US Q4 Growth Slows But Remains Above Projections
The partial shutdown of the US Federal Government because of wrangles over the budget and the funding of President Trump’s controversial border wall meant that the release of the Q4 growth figure for 2018 has been delayed beyond its normal release date.
The 2018 Q4 data, always given on an annualised basis, shows that the US economy expanded at a rate of 2.6%. The figure beat projections which predicted that growth would come in at 2.4%, however, it was sharply down on the Q3 figure of 3.4% which itself came in lower than the Q2 figure of 4.2%, suggesting that the US economy is slowing.
Full year GDP for 2018 came in at 2.9% which was marginally below Trump’s target of 3%. On the face of it, the figure compares well with the 2017 full year growth figure of 2.2%, but 2018 saw major cuts to taxes in the USA which ought to have boosted growth, but can’t be repeated going forward.
The Q4 data was buoyed by a positive contribution from non-residential fixed investment, personal consumption expenditure, exports, private inventory expenditure and Federal Government spending. On the other hand, residential fixed investment, state and local government expenditure and imports were a drag on growth.

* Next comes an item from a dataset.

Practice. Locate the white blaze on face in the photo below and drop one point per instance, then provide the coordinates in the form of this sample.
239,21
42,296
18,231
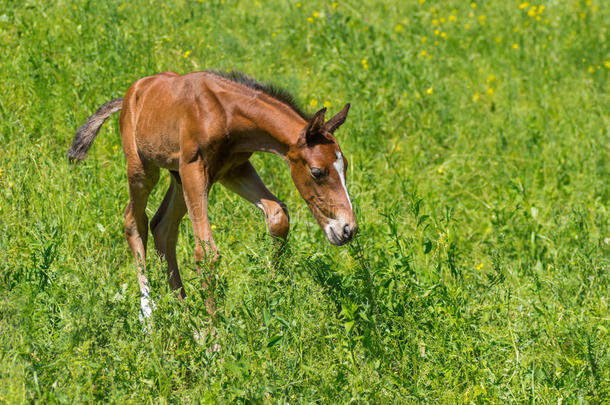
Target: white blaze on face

The long-term (annualised) growth in the USA stands at 3.22%, for data from 1947 to 2018. The fastest growth seen was 16.7% in Q1 1950 and the deepest contraction came in at -10% in Q1 1958.
The President remains Bullish about US growth prospects claiming that growth of 4% is possible whilst targeting 3%. Most analysts believe that this is unduly optimistic and suggest that growth gong forward is likely to be in the range between 1.7 and 2.2%.
Domestic consumption accounts for approximately 70% of US output. Data suggest that consumer demand, whilst increasing at 2.8% in Q4 is also slowing, dipping from a Q3 value of 3.5%.